Jumping up, he looked round with the glaring eyes of a tiger, while his fingers clutched nervously at the place where he was wont to carry the lost knife.
Seeing his condition, Arbalik sprang towards him, but, stooping quickly, Kajo darted out of his way. At the same moment he snatched up a knife that had been left lying on the ground. The first effect of the last draught seemed for the time to have increased the man’s powers of action, for, rushing round the circle, he came suddenly upon poor old Kannoa, who chanced to be seated a little apart from the others.
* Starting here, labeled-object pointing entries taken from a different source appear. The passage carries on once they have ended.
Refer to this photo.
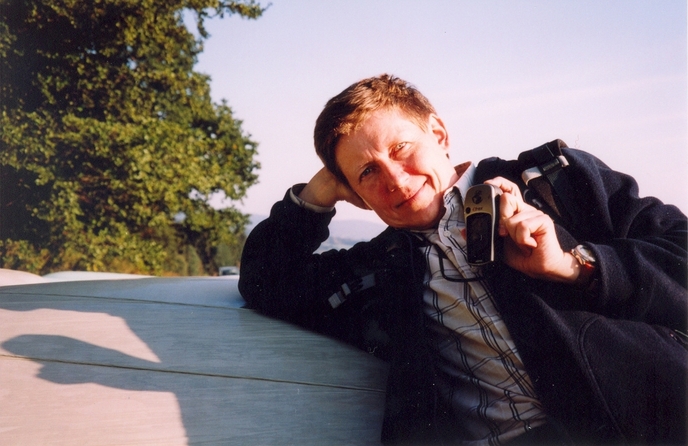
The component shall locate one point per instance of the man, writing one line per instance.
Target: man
(573, 337)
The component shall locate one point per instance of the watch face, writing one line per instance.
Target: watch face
(585, 253)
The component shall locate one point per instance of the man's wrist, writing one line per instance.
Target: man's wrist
(294, 194)
(587, 265)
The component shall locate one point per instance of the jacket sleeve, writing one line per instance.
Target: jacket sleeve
(639, 243)
(280, 275)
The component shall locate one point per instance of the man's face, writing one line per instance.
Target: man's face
(400, 170)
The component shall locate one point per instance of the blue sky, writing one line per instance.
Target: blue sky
(605, 76)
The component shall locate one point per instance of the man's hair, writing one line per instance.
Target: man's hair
(345, 112)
Seizing her thin hair, Kajo brandished the knife in front of her throat, and, glaring at the men, gave vent to a wild laugh of triumph.
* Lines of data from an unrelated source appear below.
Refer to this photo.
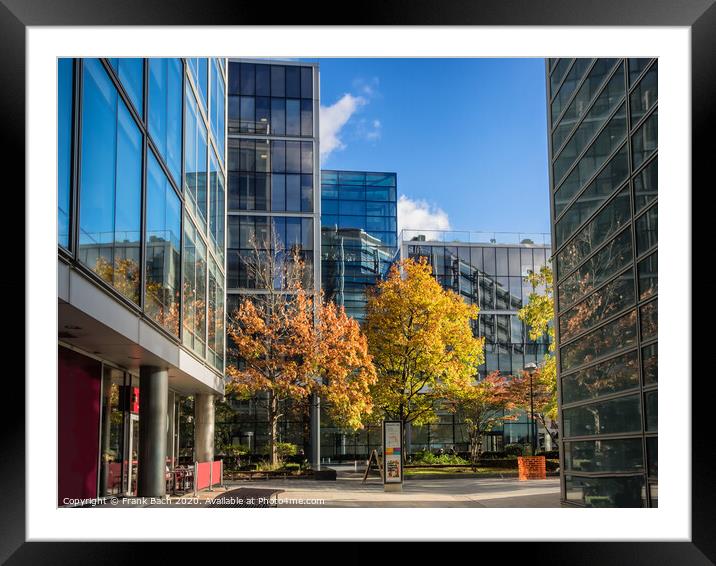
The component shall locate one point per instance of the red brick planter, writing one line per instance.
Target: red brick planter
(532, 467)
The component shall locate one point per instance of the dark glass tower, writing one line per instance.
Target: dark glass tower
(603, 177)
(358, 234)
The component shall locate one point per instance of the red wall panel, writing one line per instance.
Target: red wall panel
(79, 380)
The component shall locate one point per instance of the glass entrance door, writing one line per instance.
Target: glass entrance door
(133, 442)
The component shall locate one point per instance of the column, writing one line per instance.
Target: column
(204, 427)
(315, 432)
(153, 391)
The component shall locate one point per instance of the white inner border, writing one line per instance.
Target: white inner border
(671, 521)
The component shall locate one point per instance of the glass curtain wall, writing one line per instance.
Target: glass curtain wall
(603, 151)
(150, 187)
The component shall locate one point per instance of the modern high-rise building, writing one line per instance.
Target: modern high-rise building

It was evident that he was for the time quite mad and unaccountable for his actions—though by no means unaccountable for taking the accursed drink that reduced him to that state of temporary insanity. Red Rooney, aghast with horror at the impending fate of the dear old remembrancer of his grandmother, sprang forward with the agility of a wild cat, but his energy, intensified though it was by rage, could not have prevented the catastrophe if Ippegoo had not come to the rescue.
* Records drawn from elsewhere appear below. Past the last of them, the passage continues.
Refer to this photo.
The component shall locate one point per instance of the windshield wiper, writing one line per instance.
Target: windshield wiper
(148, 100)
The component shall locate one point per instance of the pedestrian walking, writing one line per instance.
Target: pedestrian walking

Yes, that mild youth was the instrument chosen to avert the blow. He chanced to be standing beside a mass of turf which Okiok had cut from the ground for the purpose of making a dry seat for Nuna. Seizing this, Ippegoo hurled it at the head of the drunken Eskimo. Never before did the feeble youth make such a good shot. Full on the flat face of the drunkard it went, like the wad of a siege-gun, scattering earth and débris all round—and down went the Eskimo. Unable to check himself, down also went Rooney on the top of him.
Next moment the luckless Kajo was secured with a piece of walrus-line, and flung on one side, while the indignant party held a noisy consultation as to what was to be done with him.
Chapter Twenty Five.
The Eskimo Encampment—A Murder and its Consequences.
With Hans Egede, Red Rooney, and Angut as chief councillors, it may be easily understood that the punishment awarded to Kajo was not severe. He was merely condemned, in the meantime, to be taken to his own people as a prisoner, and then let go free with a rebuke.